Um die theoretischen Erkenntnisse über die Chancen und Risiken von Influencern aus dem Unterricht auch mit praktischen Einblicken untermauern zu können, wurde als Highlight vor den Pfingstferien die Gastrednerin Johanna Brunzel, Inhaberin des Accounts „bellzaubernd_“ auf Instagram, in den Unterricht eingeladen, um exklusive Einblicke in ihre Tätigkeit als Content Creatorin zu gewinnen. Die Petfluencerin lässt ihre 25.500 Follower nun schon seit über drei Jahren auf Instagram an ihrem Leben teilhaben, nimmt sie per Live-Video auf ihre Spaziergänge mit, zeigt die Mahlzeiten ihrer Vierbeiner oder filmt ihre Tierarztbesuche. Wer ihr folgt, weiß wo sie wohnt, wie sie ihre Freizeit verbringt, mit wem sie sich trifft und auf welchem Hundebett ihre Tollerhündin „Nubi“ schläft. Doch woher rührt die Motivation, das eigene Privatleben über Jahre hinweg mit tausenden von Menschen zu teilen? Fragen wie diese wurden von den Schülerinnen und Schülern unter anderem im digitalen Interview gestellt:

Nach einer kurzen Vorstellung ihres Profils stand die 25-Jährige den interessierten Schülerinnen und Schülern Rede und Antwort. Offen und ehrlich plauderte sie aus dem Nähkästchen und erklärte unter anderem, wie bezahlte Kooperationen zustande kommen und nach welchen Kriterien Unternehmen ihre Werbepartnerinnen und -partner auswählen. Beispielsweise seien -abhängig von der Größe und der Reichweite eines Accounts- mehrere hundert Euro pro Werbeplatzierung üblich. Zur Ermittlung des eigenen Marktwertes wird eine konkrete Berechnungsformel herangezogen: 10 Euro pro 1000 Abonnenten.

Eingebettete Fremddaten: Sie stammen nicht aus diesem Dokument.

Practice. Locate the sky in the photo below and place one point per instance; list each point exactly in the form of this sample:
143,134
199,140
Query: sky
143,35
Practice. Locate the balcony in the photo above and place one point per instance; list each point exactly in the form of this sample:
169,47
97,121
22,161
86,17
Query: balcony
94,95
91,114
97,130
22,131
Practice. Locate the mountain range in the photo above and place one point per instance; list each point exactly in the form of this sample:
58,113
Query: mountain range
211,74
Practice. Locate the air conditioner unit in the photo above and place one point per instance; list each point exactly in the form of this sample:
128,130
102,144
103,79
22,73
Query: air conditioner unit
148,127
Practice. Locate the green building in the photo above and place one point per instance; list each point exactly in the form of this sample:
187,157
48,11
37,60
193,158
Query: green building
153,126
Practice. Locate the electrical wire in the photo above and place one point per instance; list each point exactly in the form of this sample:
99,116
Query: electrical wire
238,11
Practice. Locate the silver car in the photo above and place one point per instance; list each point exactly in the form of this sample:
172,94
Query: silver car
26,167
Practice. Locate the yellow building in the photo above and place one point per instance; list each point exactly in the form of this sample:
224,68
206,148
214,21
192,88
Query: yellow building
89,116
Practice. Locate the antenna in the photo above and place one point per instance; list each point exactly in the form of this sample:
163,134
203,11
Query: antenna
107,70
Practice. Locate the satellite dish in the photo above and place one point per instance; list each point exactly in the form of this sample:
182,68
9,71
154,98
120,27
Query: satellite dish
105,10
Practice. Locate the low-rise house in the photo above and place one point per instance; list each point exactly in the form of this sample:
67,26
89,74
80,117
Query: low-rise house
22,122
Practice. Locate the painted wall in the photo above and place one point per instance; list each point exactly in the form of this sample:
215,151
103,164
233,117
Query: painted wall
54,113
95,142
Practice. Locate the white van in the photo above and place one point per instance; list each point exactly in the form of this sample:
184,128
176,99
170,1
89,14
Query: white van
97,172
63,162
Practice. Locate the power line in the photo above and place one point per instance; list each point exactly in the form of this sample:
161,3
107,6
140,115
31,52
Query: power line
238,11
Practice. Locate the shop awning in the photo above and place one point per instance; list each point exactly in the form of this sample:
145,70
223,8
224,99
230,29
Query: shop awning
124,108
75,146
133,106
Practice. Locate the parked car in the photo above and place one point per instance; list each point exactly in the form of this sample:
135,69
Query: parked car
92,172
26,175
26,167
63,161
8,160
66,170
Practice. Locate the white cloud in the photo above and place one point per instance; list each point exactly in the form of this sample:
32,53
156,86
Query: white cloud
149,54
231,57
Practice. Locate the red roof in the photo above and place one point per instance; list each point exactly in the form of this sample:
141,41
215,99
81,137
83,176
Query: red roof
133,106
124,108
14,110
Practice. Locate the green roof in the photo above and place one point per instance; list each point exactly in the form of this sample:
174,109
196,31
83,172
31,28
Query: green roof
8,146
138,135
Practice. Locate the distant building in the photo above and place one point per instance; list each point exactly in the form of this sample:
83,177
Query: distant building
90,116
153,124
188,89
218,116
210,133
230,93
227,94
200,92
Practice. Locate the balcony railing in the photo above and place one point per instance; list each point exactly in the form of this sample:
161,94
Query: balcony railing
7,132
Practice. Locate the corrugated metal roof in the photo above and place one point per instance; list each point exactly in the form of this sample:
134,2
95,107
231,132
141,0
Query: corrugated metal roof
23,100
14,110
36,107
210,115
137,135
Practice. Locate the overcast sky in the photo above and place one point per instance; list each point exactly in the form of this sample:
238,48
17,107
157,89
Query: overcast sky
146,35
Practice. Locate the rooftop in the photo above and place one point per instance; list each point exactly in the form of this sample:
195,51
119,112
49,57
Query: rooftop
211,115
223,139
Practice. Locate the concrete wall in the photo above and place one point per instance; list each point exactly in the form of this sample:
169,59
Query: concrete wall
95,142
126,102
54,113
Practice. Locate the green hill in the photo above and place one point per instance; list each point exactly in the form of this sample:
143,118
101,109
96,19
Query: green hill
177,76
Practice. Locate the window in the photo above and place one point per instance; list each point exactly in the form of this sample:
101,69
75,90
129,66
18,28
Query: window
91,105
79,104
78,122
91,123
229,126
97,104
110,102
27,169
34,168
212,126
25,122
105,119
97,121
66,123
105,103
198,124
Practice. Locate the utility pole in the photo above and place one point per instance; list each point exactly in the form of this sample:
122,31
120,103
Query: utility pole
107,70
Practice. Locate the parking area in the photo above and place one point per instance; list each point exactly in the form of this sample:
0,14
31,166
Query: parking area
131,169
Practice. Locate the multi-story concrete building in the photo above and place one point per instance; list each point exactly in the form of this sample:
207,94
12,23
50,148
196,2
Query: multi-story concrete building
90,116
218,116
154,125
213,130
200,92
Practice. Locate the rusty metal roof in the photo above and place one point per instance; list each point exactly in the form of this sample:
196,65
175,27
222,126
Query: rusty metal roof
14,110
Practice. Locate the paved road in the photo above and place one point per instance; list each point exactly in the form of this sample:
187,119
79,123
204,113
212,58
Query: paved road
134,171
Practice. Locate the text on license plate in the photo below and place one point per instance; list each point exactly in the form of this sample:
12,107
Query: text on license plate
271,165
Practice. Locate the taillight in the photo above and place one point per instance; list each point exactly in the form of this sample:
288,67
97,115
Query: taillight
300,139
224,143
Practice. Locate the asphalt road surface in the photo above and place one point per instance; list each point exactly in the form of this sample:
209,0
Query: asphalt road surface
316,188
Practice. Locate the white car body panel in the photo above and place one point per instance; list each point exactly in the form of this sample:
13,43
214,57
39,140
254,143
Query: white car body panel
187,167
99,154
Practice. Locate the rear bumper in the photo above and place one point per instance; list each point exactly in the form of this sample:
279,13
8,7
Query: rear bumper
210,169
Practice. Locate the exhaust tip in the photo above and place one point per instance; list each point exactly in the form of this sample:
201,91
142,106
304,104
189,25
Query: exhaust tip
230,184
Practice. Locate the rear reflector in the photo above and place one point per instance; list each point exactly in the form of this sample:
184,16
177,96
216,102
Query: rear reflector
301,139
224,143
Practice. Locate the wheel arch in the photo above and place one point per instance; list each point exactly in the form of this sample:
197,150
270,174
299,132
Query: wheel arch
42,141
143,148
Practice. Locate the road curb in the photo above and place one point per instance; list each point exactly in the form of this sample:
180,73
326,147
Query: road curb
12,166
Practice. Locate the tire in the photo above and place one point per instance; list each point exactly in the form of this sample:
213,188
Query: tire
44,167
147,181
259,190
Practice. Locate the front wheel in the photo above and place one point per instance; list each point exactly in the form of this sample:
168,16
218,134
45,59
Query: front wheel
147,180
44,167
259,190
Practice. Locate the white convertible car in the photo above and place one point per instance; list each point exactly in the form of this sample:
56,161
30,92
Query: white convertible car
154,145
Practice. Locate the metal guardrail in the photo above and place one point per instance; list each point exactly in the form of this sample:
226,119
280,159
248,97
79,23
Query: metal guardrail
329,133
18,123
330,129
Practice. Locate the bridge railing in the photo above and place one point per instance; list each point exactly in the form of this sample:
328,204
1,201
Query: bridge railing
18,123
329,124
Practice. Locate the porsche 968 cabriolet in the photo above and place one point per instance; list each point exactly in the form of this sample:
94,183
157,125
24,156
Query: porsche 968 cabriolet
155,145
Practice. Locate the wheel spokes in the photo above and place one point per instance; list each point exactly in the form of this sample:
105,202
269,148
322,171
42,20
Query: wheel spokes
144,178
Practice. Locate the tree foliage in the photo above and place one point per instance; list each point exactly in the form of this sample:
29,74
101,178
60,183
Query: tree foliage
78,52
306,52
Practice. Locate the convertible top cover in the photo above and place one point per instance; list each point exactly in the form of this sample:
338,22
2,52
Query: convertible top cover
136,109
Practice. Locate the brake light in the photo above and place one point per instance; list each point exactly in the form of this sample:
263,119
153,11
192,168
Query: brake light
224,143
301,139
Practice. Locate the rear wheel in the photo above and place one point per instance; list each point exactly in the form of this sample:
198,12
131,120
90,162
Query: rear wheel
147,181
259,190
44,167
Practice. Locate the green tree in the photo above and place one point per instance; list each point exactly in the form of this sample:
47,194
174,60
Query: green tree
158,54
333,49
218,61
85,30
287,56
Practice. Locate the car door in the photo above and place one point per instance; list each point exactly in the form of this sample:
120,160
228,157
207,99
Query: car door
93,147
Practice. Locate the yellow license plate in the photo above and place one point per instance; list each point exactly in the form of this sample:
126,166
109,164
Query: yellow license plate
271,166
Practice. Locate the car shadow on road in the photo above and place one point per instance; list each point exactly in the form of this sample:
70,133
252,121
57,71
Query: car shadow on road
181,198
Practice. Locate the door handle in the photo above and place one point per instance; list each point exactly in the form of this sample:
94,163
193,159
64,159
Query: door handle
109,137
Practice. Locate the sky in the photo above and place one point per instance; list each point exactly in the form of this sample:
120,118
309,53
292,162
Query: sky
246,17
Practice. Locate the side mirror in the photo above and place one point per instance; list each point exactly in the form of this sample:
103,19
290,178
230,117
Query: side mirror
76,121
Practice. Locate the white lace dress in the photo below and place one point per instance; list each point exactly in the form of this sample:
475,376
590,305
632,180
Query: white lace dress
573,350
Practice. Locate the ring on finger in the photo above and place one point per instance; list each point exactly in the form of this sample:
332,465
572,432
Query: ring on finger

Sie erzählte unter anderem, dass Influencer ihre Reichweite, die auf Basis erbrachter Clicks und Interaktionen mit ihren Followern errechnet wird, nachweisen müssen, um für Unternehmen als attraktiver Werbeträger wahrgenommen zu werden. Hierfür gäbe es Apps und Tools, die alle relevanten Daten verarbeiten und als Diagramme aufbereiten, die dann an Firmen weitergeleitet werden müssten. Der damit verbundene Zwang, regelmäßig aktiv zu sein und Leistung erbringen zu müssen, um nicht in der Gunst der Follower zu sinken, wird von der jungen Frau milde weggelächelt: Ihr mache es einfach großen Spaß und sie sehe es hauptsächlich als Hobby an.

Dennoch räumt sie ein, an manchen Tagen bis zu fünf Stunden auf Instagram zuzubringen. Deshalb versuche sie, ihre Bildschirmzeit bewusst zu reduzieren und mehr Zeit im „realen Leben“ zu verbringen. Ihr Privatleben leide aber nicht unter ihrer Influencerkarriere. Ihr fester Freund sei zum Beispiel eine große Unterstützung und trete nicht nur selbst in ihren Videos auf, sondern stelle sich ab und an sogar als Fotograf zur Verfügung, um Hund und Frauchen ins rechte Licht zu rücken.

Tage, an denen sie keine Lust habe, etwas zu posten, gäbe es auch, dennoch plane sie noch lange auf Instagram aktiv zu sein und habe sich die 50.000 Followermarke als nächstes persönliches Ziel gesetzt.

Wir wünschen ihr dafür alles Gute und bedanken uns für ihre Zeit und den fruchtbaren Austausch!